More than a Procedure for Women?

Jedidiah Hu
Gendered Violence
Published in
5 min readFeb 26, 2018

Women coming out of the hospital after a routine surgical procedure only to discover they were sterilized as part of the process.

Imagine you, as an American citizen, went to the hospital for a fairly common surgical procedure such as an appendectomy, only to find that you have been sterilized afterward as part of the process. Even in the 20th century, countless numbers of women of color have been wrongly led into something they unknowingly agreed to undergo. As a result of medical racism, life-altering experiences such as sterilization especially for women of color were more prominent than believed. African-American, Native American, and Puerto Rican women have reported that they have been sterilized without their consent. What makes many of these occurrences traumatic for these women is that not only was it without their consent but that it happens after going through routine medical procedures or, ironically, after giving birth. This leads to a lot of distrust between the communities of color, especially women, and healthcare personnel. Even though believed to be discontinued, forced sterilization among women of color in the United States still seems to be an issue.

Women deemed inferior or dangerous as a result of their color ended up becoming a victim to such a cruel and inhumane practice known as sterilization abuse. As a commonly accepted means of allegedly protecting society, eugenics was supported and sterilization abuse became prevalent. The predominant fear of the inheritance of traits associated with panoply of conditions such as criminality, feeble mindedness, and sexual deviance also led to the legalization of this against people especially women of color. Serving as common tools, misinformation and miscommunication play a role in deceiving victims, which are more than often women of color, to obtain their consent to the procedure. Reassurance that the procedure is temporary or reversible is often a lie fed to many of these women. Though it is true that it can be reversed by reconnecting the fallopian tubes, it does not necessarily mean fertility will be restored so that she can be pregnant again which technically means that she is still sterilized.

Beginning in 1909 and apparently only continuing for 70 years, California led the country in the number of sterilization procedures which was often done without the victims’ full knowledge and or consent. Aside from California, where at least a third of total procedures were executed, the remaining two-thirds can be accredited to the 32 other states that also had this action legalized. As if not surprising or upsetting enough, the eugenics program has even inspired the Nazis during Hitler’s rise in Germany with his goal of purification. Though improving the human species through selective breeding, which include the high possibility of preventing habitual criminals, may seem as an innocent goal in itself, it really is not as the process of sterilization as a part of it revolves around racism and especially among women of color.

Information released by the Center for Investigative Reporting has shed light on the brutal fact that dozens of female inmates in California had been illegally sterilized in recent years. If unwanted and not fully understood by the patient or victim, then that choice against sterilization should be respected as a right held by everyone including women. Though supposedly discontinued in the United States, it is still a procedure that seems to be forced on many living in today’s world. This very recent case of sterilization abuse among female inmates serves as a salient reminder that though it is seen as a tragic-but-past occurrence, it still exists. Though it began over a century ago, it seems to still live on a procedure illegally forced on women.

Two fifteen-year-old Native American women went into the hospital for tonsillectomies and came out with tubal ligations. Another Native American woman requested a “womb transplant,” only to reveal that she had been told that was an option after her uterus had been removed against her will. Cheyenne women had their Fallopian tubes severed, sometimes after being told that they could be “untied” again.

For many, America’s history of brutal experimentation on people of color is perhaps best summed up by the Tuskegee Experiment, in which doctors let African-American men suffer from syphilis over a period of 40 years.
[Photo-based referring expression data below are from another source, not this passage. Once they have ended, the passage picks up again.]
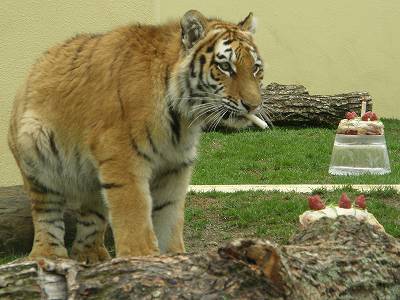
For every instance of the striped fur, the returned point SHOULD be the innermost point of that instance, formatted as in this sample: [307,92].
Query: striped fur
[108,125]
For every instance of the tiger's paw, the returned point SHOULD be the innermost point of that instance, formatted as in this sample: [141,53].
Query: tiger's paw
[90,255]
[47,251]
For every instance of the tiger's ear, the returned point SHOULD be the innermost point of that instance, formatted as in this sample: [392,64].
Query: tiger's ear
[248,24]
[193,25]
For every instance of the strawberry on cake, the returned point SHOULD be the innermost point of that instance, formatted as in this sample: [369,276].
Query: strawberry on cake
[368,124]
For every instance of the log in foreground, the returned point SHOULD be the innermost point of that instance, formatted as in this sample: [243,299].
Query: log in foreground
[332,258]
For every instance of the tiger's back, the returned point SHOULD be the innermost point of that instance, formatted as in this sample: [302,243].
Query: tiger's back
[108,124]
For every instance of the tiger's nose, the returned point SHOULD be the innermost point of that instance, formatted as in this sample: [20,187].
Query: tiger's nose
[249,107]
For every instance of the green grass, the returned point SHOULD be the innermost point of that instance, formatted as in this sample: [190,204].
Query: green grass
[282,156]
[211,218]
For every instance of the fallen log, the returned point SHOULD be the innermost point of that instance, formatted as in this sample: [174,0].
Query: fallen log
[331,259]
[293,105]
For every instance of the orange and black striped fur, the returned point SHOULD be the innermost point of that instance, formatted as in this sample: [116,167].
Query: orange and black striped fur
[108,125]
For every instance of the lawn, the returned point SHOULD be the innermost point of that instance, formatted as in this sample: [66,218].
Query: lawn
[214,218]
[282,156]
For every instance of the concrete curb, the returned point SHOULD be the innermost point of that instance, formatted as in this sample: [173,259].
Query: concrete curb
[299,188]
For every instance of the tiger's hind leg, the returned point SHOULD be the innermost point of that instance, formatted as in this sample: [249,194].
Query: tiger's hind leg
[91,225]
[47,216]
[169,194]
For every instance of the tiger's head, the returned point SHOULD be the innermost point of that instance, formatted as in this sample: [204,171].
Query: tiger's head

But another medical outrage is less well-known. Jane Lawrence documents the forced sterlization of thousands of Native American women by the Indian Health Service in the 1960s and 1970s — procedures thought to have been performed on one out of every four Native American women at the time, against their knowledge or consent.

As shown in personal accounts from real vicitims, Native American women, too, as women of color, have been subjected to such heinous abuse. According to a Cherokee intellectual, feminist, and anti-violence activist Andrea Smith in her Article “Heteropatriarchy and the Three Pillars of White Supremacy Rethinking Women of Color Organizing”, some people argue that Native people suffer less racism than other people of color because they generally do not reside in segregated neighborhoods within the United States. This is just not true as they as women of color, too, have experienced this racism firsthand.

Historically subjected to coordinated efforts to control women of color’s fertility, women do not deserve to have their reproductive rights stripped from them. They deserve to know every detail to the process before being coerced and deceived to give consent to a process that may or may not be easily reversible. Sterilization abuse should not be a practice that continues to exist in the modern and civilized nation such as the United States.